Please note: This course will be taught in hybrid mode. Hybrid delivery of courses will include synchronous live sessions during which on campus and online students will be taught simultaneously.
Robert W. Walker, Ph. D. is Associate Professor of Quantitative Methods in the Atkinson Graduate School of Management at Willamette University. Though his Ph.D. is in political science, Professor Walker has taught statistics and research methods to both undergraduate and graduate students at Dartmouth College, Texas A&M University, Washington University in Saint Louis, and Rice University prior to his arrival at Atkinson in addition to courses in political economy. He was a regular instructor in the National Science Foundation’s Empirical Implications of Theoretical Models summer program at Washington University in Saint Louis and has regularly taught courses in the analysis of longitudinal data at the Essex Summer School in Social Science Data Analysis in the United Kingdom.
His joint work received the Warren Miller Prize for the best published paper in 2009 in Political Analysis, the journal of the Society for Political Methodology and the most cited journal in Political Science during the most recent evaluation period. His published work spans international political economy, political methodology, and the political economy of state and municipal bond markets.
Course Content
This course reflects a years long collaboration between the legendary Professor Harold D. Clarke, Ph. D. of the University of Texas at Dallas and I that begins by thinking about the core issues of data collected over time.

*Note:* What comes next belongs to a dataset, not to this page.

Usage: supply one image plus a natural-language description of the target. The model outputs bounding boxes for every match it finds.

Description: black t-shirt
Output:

In 2019, we merged our separate courses to reflect the crucial role of time series analysis in the analysis of data that vary over time and space. The course is dedicated to Harold’s memory.
This course is designed for students who already have training in basic statistics and knowledge of linear regression analysis. The course deals with problems arising from dynamics and combining the time and space dimension in statistical data analysis. In particular, we will work with aggregated time-series data first and then aggregated time-series cross-sectional data e.g. geographic/administrative units over time. This data structure has the advantage of allowing for testing highly general theories with a wide scope but renders data analysis more complicated because one has to consider the time-series aspects (dynamics) and cross-sectional aspects (spatial correlation/unit heterogeneity) at the same time. The course confronts the problems arising from this complex data structure and also provides techniques to control and account for specific complications.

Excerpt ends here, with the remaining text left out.